Germany’s deep aid cuts threaten millions worldwide

By Egwu Favour Emaojo

Germany’s deep aid cuts threaten millions worldwide

For the first time in years, Germany has dropped below meeting its international aid commitment, with recent budget cuts threatening to undermine vital support for millions of vulnerable people worldwide. From humanitarian relief in war-torn regions to food security and health programs, the impact of Germany’s reduced Official Development Assistance (ODA) is expected to hit communities already facing escalating crises.

At the end of June, the German government announced that the 2025 budget for the Economic Cooperation and Development Ministry’s (BMZ) is to fall to €10.3 billion, roughly €1 billion less than in 2024. Humanitarian funding for the Foreign Office will also continue its downward trajectory, falling to €5.9 billion for 2026–28.

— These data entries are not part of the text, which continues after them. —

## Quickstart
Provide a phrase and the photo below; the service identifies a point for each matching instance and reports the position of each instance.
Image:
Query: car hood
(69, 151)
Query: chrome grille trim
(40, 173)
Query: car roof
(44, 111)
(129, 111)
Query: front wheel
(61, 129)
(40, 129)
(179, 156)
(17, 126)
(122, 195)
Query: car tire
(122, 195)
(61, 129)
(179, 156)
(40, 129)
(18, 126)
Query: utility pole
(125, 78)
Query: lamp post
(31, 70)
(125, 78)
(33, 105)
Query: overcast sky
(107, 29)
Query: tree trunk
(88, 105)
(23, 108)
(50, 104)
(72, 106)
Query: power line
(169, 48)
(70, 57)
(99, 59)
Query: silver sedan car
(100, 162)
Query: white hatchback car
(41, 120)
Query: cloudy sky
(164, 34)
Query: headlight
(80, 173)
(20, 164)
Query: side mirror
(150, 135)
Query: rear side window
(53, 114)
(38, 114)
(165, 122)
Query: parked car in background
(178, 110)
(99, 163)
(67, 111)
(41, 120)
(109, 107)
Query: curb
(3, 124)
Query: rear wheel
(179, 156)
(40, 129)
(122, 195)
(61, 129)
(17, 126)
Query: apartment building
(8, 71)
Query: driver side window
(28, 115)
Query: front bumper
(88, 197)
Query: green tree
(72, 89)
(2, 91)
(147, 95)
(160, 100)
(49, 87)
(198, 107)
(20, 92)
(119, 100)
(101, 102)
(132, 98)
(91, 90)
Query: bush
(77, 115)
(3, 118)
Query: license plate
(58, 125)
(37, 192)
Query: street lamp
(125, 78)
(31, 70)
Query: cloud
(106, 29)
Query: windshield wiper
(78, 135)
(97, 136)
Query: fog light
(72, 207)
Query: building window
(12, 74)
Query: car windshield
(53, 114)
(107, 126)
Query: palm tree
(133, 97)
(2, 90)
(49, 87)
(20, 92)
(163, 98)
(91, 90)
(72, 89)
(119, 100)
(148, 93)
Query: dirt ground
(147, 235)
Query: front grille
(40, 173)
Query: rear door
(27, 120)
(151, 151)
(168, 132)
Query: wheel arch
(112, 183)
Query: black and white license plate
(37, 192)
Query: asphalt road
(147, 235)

See also: International Development Crisis: How Budget Cuts are Reshaping Humanitarian Efforts | DevelopmentAid Dialogues

These cuts follow the reductions in 2023, when BMZ’s budget dropped from €13.8 billion to €12.5 billion, to further fall to €11.2 billion in 2024. The government justified this as part of efforts to comply with Germany’s ‘debt brake’ law that limits new borrowing and to allow funds to be redirected to domestic priorities and defense.

Below the global ODA target

From supporting rural farming initiatives to providing emergency relief in conflict zones, German development cooperation has long been a lifeline for millions. In 2022, Germany was the second largest ODA donor, contributing 0.87% of its Gross National Income (GNI).

See also: Geopolitical realities drive Germany to dramatically scale back foreign aid commitments

Yet, its ODA fell by over 10% in 2024 compared to 2023, bringing its international aid commitment to 0.67% of GNI. This is below the internationally agreed 0.7% benchmark that Germany had consistently met or exceeded since 2016.

The 2025 cuts in detail

Key areas affected in 2025 include:

  • Humanitarian Emergency Aid: Chopped by 53%, from €2.23 billion to roughly €1.04 billion, with funding that is vital for swift responses to disasters and conflicts being lost.
  • Transformation of Agricultural and Food Systems (SI AGER): Slashed from €420 million to €345 million – a 17.9% cut which puts long‑term food security on the line
  • Transitional Aid (Crisis Prevention, Reconstruction, Infrastructure): Down by 38% from €1.04 billion to €645 million, directly hitting fragile and conflict‑affected contexts

Why the cuts?

Germany’s ruling coalition describes the cuts to aid spending as “painful but necessary” arguing that these reductions are essential to free up funds for other priorities, particularly increased defense spending to meet NATO’s 5% GDP target, alongside domestic initiatives such as higher pensions for mothers and VAT reductions for restaurants.

Finance Minister Joerg Kukies and Chancellor Olaf Scholz argue this rebalancing preserves national security without completely abandoning international responsibilities. However, development experts warn that this shift will have severe consequences.

Human impact and global risks

Michael Herbst, Chair of VENRO, Germany’s umbrella organization of development NGOs, commented that more than 100 million people are displaced and in need of support, and these funding cuts only worsen matters. The cuts will also affect sea rescue non-profits – according to a statement by Sea-Eye, this will halt operations in search and rescue in the central Mediterranean.

See also: Billions worth of the cuts announced to aid budgets predicted to lead to “catastrophic outcomes”

Welthungerhilfe and Catholic aid groups have urged the government to reverse the trend, arguing that development cooperation is an investment in peace, justice, and a common future. Former Development Ministers Heidemarie Wieczorek‑Zeul (SPD) and Gerd Müller (CSU) have joined this chorus, stressing that Germany risks diluting its values and global influence if it continues to retrench.

Wider domino effect

Meanwhile, the OECD has flagged that if major donors like Germany, France, the UK, and the US all cut ODA for two years in a row, this would be the first such convergence in 30 years, jeopardizing progress on sustainable development goals and emergency relief worldwide.

Causing a ripple effect of stalling or bringing about the complete collapse of climate adaptation projects in vulnerable regions, digital education platforms in developing countries could run out of support, and health initiatives targeting maternal mortality or infectious diseases may falter.

OECD projections indicate an estimated 13–25% drop in net bilateral ODA for least‑developed countries is looming for 2025 and 2026. Germany’s retreat could also embolden less‑committed donors to freeze their budgets, triggering a domino effect.

The cost of pulling back

In an era of intensifying crises, slashing the very tools designed to prevent and mitigate these is a decision that comes at a profound human cost. If the goal is a safer, more stable world and a stronger German economy that thrives on global partnerships, the government will need to revisit these cuts, explore alternative revenue streams, and recommit to its long-standing leadership in development cooperation.